Marching toward chaos?

Plans to build new housing in the city may create a degree of chaos.

THE JERUSALEM skyline as viewed from the Mount of Olives. (photo credit: DAN/FLICKR)
THE JERUSALEM skyline as viewed from the Mount of Olives.
(photo credit: DAN/FLICKR)
The local Planning and Construction Committee is approving construction projects virtually everywhere. In Kiryat Hayovel, some 7,000 housing units are to be built in a series of towers by 2025. Thousands of other units are planned for Katamon and in other haredi neighborhoods. Altogether, following the last three meetings of the committee headed by Deputy Mayor Eliezer Rauchberger (Degel Hatorah), some 23,000 new housing units will be built by 2025 – about a third of the 60,000 needed units that former mayoral candidate Ze’ev Elkin pledged to promote if elected.
The need for significant residential construction was a common theme among the mayoral candidates – to build as much affordable housing as possible in both religious and “pluralist” neighborhoods to attract and retain young families. A project promoted by the Treasury Ministry and the Planning and Construction committee was presented to the city council in August (two months before the elections) and rejected. Virtually the same plan was brought again to the council in February and this time was approved. The Planning and Construction committee examined different plans in the concerned neighborhoods where available plots could still be found. Some elements of the famous Safdie plan rejected some 15 years ago (to build on parts of what is considered the green lungs of the city) were revived.
While the final plan is still in the process of being submitted for public response and objections, there appears to be agreement between the haredi and non-haredi representatives at city council for 15,000 units in the secular/pluralist neighborhoods and 8,000 in the haredi neighborhoods in skyline-changing towers from 10 to 23 stories.
Critics say infrastructure needs are largely being ignored. Council member Laura Wharton (Meretz) says that while there is agreement that low buildings can no longer answer the needs of the population, “There hasn’t been serious debate on the impact of such a change, in terms of parking, traffic, the needs for kindergartens and schools, and even sewage. I am concerned we are marching toward chaos.”
Former MK Rachel Azaria said last year that while construction plans for Jerusalem are necessary and welcome, they do not adequately address the required infrastructure. She warned that massive construction in the capital could result in chaos.

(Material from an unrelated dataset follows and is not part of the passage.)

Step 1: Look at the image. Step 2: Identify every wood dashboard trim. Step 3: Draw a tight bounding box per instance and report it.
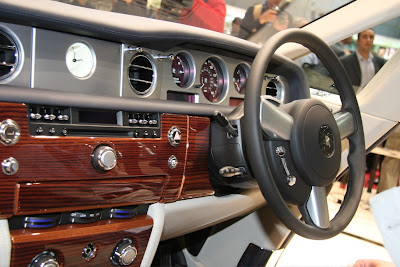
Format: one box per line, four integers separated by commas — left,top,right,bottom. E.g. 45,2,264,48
0,103,214,218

Some NIS 1.4 billion has been approved by the government for infrastructure needs and development of business areas and public spaces, but a source at Safra Square involved in the topic, says that this does not meet the real needs.
“That is far from being enough; we are talking about 23,000 units within five years – as a first step to be soon followed by about the same number of units again. Our roads, public transportation and educational facilities are far from being adequate for that.”